Fraser fails to mention many major exponents of Black and Third World feminisms which do not merit Fraser’s critique of more mainstream conceptions of feminism. These theorists ‘systematically engaged a feminist critique of not only state capitalism, but of a globalised capitalism rooted in colonial legacies.’

The work of A.Y. Davis, Audre Lorde, Himani Bannerji, Avtar Brah, Selma James, Maria Mies, Chandra Talpade Mohanty, Silvia Federici, Dorothy Roberts and scores of others, have shattered the limited and exclusionary nature of the conceptual frameworks developed by White feminists in the English speaking world.
(For more detail on these feminisms, read the article in full.)

Failing to use these analyses and to develop on them, Fraser does not manage to furnish feminists with any real ‘radical critique of liberalism’ or move beyond liberal frameworks.


Unlike their detractors, Bhandar and Ferreira da Silva do not identify ‘White feminism’ merely as a subject position inhabited by women racialised as white; they see ‘White feminism’ as a tendency within feminism based on liberal conceptions of a feminist subject.

Let us just say there is no such thing as a “feminism” as the subject of any sentence that designates the sole position for the critic of patriarchy. For such position has been fractured ever since Sojourner Truth said “Ain’t I a woman too?” There is though a feminist subject position, the one Fraser is lamenting, which has sat very comfortably in the seat of the self- determined, emancipated subject. That position, of course, is that which she identifies as a contributor to neoliberalism. But that is no surprise, for both her feminism and neoliberalism share the same liberal core that Black and Third World feminists have identified and exposed since very early in the trajectory of feminisms.

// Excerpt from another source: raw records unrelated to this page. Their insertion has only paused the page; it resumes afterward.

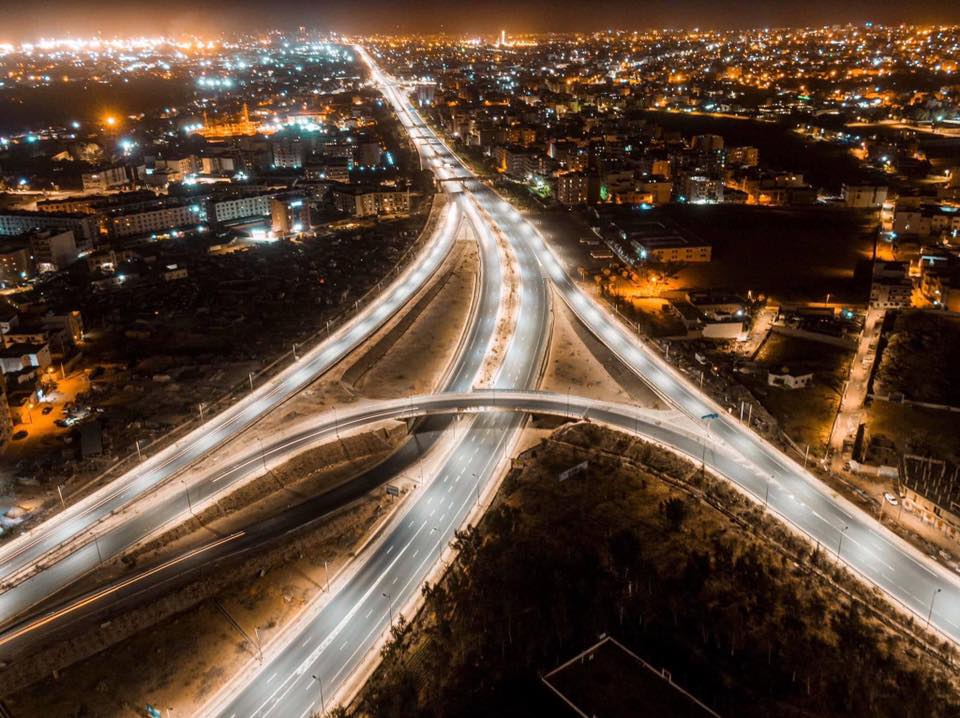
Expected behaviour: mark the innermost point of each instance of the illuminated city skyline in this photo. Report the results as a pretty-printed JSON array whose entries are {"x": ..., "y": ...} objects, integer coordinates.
[{"x": 31, "y": 22}]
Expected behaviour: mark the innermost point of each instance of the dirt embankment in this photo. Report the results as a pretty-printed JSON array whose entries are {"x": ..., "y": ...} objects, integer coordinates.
[{"x": 176, "y": 650}]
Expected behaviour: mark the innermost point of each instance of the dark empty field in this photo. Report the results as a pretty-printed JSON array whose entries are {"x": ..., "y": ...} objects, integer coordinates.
[{"x": 788, "y": 254}]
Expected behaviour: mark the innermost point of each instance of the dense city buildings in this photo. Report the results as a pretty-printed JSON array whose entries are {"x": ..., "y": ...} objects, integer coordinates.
[{"x": 328, "y": 360}]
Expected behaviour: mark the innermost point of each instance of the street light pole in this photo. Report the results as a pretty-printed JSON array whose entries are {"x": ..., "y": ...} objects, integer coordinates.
[
  {"x": 263, "y": 457},
  {"x": 840, "y": 543},
  {"x": 930, "y": 612},
  {"x": 323, "y": 707},
  {"x": 187, "y": 492},
  {"x": 389, "y": 607}
]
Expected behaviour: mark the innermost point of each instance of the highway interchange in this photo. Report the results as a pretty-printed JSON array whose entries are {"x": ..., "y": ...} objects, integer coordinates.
[{"x": 336, "y": 639}]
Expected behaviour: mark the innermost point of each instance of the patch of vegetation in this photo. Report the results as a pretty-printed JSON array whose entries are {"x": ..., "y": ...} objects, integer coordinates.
[
  {"x": 920, "y": 359},
  {"x": 751, "y": 625}
]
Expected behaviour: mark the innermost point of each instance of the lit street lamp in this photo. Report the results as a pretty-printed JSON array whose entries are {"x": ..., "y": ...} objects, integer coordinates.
[
  {"x": 320, "y": 683},
  {"x": 930, "y": 612},
  {"x": 840, "y": 543},
  {"x": 389, "y": 606}
]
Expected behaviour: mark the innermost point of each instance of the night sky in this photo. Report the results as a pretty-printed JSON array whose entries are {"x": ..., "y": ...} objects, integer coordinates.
[{"x": 28, "y": 21}]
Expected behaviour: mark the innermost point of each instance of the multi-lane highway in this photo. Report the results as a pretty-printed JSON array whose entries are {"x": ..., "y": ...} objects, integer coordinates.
[
  {"x": 339, "y": 638},
  {"x": 63, "y": 546},
  {"x": 666, "y": 428},
  {"x": 878, "y": 555}
]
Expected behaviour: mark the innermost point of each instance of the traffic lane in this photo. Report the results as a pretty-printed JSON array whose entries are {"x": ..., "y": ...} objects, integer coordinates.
[
  {"x": 339, "y": 639},
  {"x": 231, "y": 421},
  {"x": 34, "y": 590},
  {"x": 673, "y": 388},
  {"x": 43, "y": 624}
]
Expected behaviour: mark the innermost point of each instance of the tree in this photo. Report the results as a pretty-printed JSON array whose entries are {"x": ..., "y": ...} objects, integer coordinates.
[{"x": 675, "y": 510}]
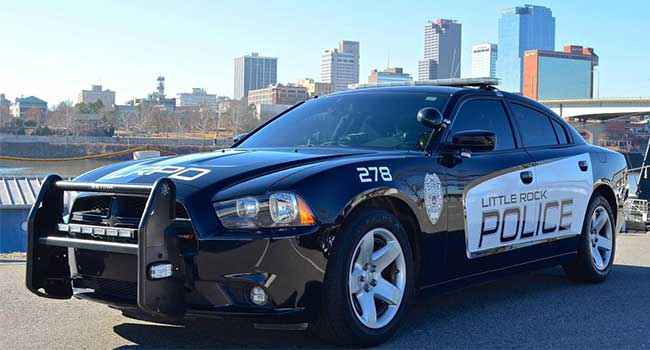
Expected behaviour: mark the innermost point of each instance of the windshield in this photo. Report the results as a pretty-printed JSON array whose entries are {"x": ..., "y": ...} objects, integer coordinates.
[{"x": 382, "y": 120}]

Fraser’s own critique of second-wave feminism excludes these feminisms, which have consistently maintained and developed analyses of the role of capital, race, and colonial relations; they ‘consistently developed critiques of capitalist forms of property, exchange, paid and unpaid labour, along with culturally embedded and structural forms of patriarchal violence’. They did not become capital’s ‘handmaiden’, nor did they submit to simplistic co-optations by neoliberal ideologies, as Fraser had argued many second wave variants of feminism do. To tar all types of feminism with the same brush is an oversight on Fraser’s part – and contributes to what Bhandar and Ferreira da Silva describe as the falsely universalizing character of White Feminism. They desire a different kind of discourse:

The persistent claim to universalism, which is the core of this White feminism, renders the experiences, thoughts and work of Black and Third World feminists invisible, over and over again. Time’s up!